Maschinelles Lernen verbessert die biologische Bildanalyse
Mit der superauflösenden Mikroskopie gewinnen Wissenschaftlerinnen und Wissenschaftler neue Einblicke in die Welt der Zellen und können nanometerkleine Strukturen im Zellinneren erkunden. Das Verfahren hat die Lichtmikroskopie revolutioniert und seinen Erfindern 2014 den Nobelpreis für Chemie eingebracht. Tübinger KI-Forscher haben in einem internationalen Projekt einen Algorithmus entwickelt, der diese Technologie wesentlich beschleunigt.
Eine Art der superauflösenden Mikroskopie ist die sogenannte Einzelmolekül-Lokalisationsmikroskopie (single-molecule localisation microscopy, SMLM). Dabei werden die zu erforschenden Strukturen mit fluoreszierenden Molekülen markiert, von denen zu jedem Zeitpunkt nur eine begrenzte Anzahl mit Licht aktiviert wird. Diese lassen sich dann sehr präzise lokalisieren. Mit diesem Trick werden mehrere Bilder einer einzelnen Probe generiert. Diese Rohdaten werden von einem Computerprogramm ausgewertet und zu einem einzigen aussagekräftigen Bild zusammengesetzt. Mit dieser Technik lassen sich viel höhere Auflösungen erreichen als mit der klassischen Lichtmikroskopie. Doch sie hat einen Nachteil: Es braucht eine große Menge an Bildern, was das Verfahren sehr zeitaufwändig macht.
Das Team von Jakob Macke, Professor für Maschinelles Lernen in der Wissenschaft an der Universität Tübingen, hat in einer internationalen Zusammenarbeit einen neuen Algorithmus entwickelt, der diese Einschränkung der SMLM überwindet. Die gemeinsame Arbeit mit der Ries Gruppe des Europäischen Laboratoriums für Molekularbiologie (EMBL) Heidelberg und dem Team von Dr. Srinivas Turaga vom Janelia Research Campus (Virginia, USA) wurde in der Fachzeitschrift Nature Methods veröffentlicht.
Mit Deep Learning zur hochpräzisen Lokalisierung einzelner Moleküle
Der Algorithmus DECODE (DEep COntext DEpendent) basiert auf Deep Learning: Er nutzt ein künstliches neuronales Netz, das durch Trainingsdaten lernt. Statt mit echten Bildern wird das Netz in diesem Fall jedoch mit synthetischen Daten aus Computersimulationen trainiert. Unter Einbeziehung von Informationen über den Aufbau des Mikroskops und der Physik der Bildgebung erzielten die Forschenden Simulationen, die den realen Aufnahmen sehr ähnlich sind. „Das neuronale Netz, das wir mit Simulationsdaten trainiert haben, ist so in der Lage, fluoreszierende Moleküle auch in echten Bildern zu erkennen und zu lokalisieren“, erklärt Artur Speiser, zusammen mit Lucas-Raphael Müller federführender Autor der Arbeit
Einer der Vorteile des Algorithmus DECODE: Er kann Fluoreszenzträger bei höheren Dichten lokalisieren, als bislang möglich, sodass weniger Bilder je Probe benötigt werden. Auf diese Weise kann die Bildgebungsgeschwindigkeit ohne nennenswerten Verlust an Auflösung um das bis zu Zehnfache gesteigert werden. Darüber hinaus kann DECODE die Unsicherheiten quantifizieren ‒ das Netzwerk kann also selbst erkennen, wenn es sich in seiner Lokalisierung nicht sicher ist.

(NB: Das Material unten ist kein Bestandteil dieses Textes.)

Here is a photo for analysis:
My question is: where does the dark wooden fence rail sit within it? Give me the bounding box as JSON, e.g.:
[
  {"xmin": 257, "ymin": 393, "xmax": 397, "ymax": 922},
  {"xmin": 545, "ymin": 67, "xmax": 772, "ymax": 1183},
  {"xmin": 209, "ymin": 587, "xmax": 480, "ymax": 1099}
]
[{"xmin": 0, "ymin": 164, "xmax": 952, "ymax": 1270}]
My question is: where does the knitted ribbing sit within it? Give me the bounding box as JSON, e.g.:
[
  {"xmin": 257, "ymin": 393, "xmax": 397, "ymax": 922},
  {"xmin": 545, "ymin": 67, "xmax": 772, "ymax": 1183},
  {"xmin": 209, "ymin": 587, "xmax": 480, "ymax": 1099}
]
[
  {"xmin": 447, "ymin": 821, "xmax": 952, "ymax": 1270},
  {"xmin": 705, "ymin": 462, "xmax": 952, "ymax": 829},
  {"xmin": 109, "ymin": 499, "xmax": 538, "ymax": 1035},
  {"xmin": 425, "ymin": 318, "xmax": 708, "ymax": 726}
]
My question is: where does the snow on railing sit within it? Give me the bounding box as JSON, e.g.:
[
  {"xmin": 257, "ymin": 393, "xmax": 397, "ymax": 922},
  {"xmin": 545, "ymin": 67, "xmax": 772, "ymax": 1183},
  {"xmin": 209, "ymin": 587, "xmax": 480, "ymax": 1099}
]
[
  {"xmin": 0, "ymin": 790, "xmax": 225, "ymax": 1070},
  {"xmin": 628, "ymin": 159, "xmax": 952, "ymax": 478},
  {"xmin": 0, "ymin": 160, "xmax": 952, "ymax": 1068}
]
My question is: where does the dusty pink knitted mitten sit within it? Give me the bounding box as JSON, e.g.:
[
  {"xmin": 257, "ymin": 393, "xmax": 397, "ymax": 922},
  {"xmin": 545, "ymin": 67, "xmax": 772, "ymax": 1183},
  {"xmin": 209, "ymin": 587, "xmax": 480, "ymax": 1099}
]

Interdisziplinarität erweitert die Perspektiven der Forschung
„Diese Arbeit ist beispielhaft für den Ansatz unseres Exzellenclusters ‚Maschinelles Lernen: Neue Perspektiven für die Wissenschaft‘“, sagt Macke, dessen Lehrstuhl Teil des Tübinger Clusters ist. „Die Ideen, die diesem Ansatz zugrunde liegen, haben wir ursprünglich in einem ganz anderen Kontext entwickelt. Aber in enger Zusammenarbeit mit Experten für computergestützte Mikroskopie entstanden daraus leistungsstarke Methoden für die Analyse von SMLM-Daten.“ Das Team entwickelte zudem ein Softwarepaket, das den DECODE-Algorithmus verwendet. „Die Software lässt sich einfach installieren und ist kostenlos verfügbar, sodass wir hoffen, dass sie in Zukunft vielen Wissenschaftlern von Nutzen sein wird“, sagt Dr. Jonas Ries vom EMBL.